Em 20 de Junho de 1933 era lavrada a escritura de concessão à firma "Sociedade de Diversões Limitada", com sede na Rua Alexandre Braga, em Lisboa, «para instalação e exploração de um parque de diversões, género "Luna-Park"», no Parque Eduardo VII. Viria abrir as suas portas, pela primeira vez, em 2 de Julho de 1933 (no mesmo dia que o Clube de Futebol "Os Belenenses" vencia o Campeonato de Portugal de Futebol).
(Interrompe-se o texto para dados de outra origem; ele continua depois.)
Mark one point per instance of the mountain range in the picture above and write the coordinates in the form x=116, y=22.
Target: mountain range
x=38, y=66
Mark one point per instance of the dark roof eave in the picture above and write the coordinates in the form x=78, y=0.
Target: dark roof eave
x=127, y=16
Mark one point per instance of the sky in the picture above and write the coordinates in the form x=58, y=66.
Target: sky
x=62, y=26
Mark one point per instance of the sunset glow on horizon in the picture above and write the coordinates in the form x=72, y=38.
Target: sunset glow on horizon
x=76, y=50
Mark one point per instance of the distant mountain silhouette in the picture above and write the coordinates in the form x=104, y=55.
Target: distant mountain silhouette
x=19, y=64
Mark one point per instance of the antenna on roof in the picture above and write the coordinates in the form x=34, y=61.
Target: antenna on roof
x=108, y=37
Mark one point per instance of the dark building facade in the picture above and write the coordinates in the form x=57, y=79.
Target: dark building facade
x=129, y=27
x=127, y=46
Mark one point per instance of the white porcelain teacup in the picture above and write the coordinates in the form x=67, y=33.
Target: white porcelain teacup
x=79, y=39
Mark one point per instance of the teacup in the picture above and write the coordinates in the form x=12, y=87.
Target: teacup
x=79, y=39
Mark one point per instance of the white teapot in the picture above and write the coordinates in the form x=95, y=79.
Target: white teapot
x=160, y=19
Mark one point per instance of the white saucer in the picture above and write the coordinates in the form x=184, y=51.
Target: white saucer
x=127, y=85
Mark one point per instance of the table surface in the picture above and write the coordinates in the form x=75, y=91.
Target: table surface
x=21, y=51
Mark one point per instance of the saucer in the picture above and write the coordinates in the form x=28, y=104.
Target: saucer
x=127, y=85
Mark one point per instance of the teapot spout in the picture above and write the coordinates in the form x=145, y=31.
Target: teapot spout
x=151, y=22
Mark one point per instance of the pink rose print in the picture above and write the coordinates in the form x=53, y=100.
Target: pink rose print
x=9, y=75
Anúncio do "Diario de Lisbôa" em 13 de Junho de 1933


"Luna Parque" em fase de montagem, em 1933


«Desde os tempos já esquecidos do velho "Paraiso de Lisboa", na Rua da Palma, nunca mais a cidade teve um conjunto de atracções no genero das que, permanentemente, se exibem em todas as grandes capitais do mundo. Parecendo que não, a simples existencia dum Luna Parque em Lisboa é uma nota de progresso e de civilização, que transforma a fisionomia pacata e sensaborona da capital.
(...) O Luna Parque de Lisboa, que dentro de tres dias entrará, em navios fretados expressamente, no porto da capital, é um conjunto de atracções de primeira categoria. São toneladas e toneladas de ferro - 200 camions estão alugados para o transportar e computa-se em 5.000 contos o seu custo. Um "Water-chute" enorme, que fez as delicias de Berlim, será instalado no Parque Eduardo VII, bem como nove grandes atracções, além de dezenas de pequenos "stands" e atracções populares mais pequenas.» in: Diario de Lisbôa de 13 de Junho de 1933.

Antes de mais ...


e se ...


No "Noticias Ilustrado" de Julho de 1933


«A recente inauguração do Luna Parque, guindou Lisboa à altura das grandes capitais, no capítulo divertimentos. Não se descreve, em poucas linhas, o entusiasmo e interesse que o público tem demonstrado pela arrojada iniciativa que o público tem demonstrado pela arrojada iniciativa que, meia duzia de homens de vontade firme e espírito rasgado aos grandes empreendimentos, puzeram de pé, ao Parque Eduardo VII, nos terrenos anexos à Exposição Industrial Portuguesa.» in: Notícias Ilustrado de Julho de 1933.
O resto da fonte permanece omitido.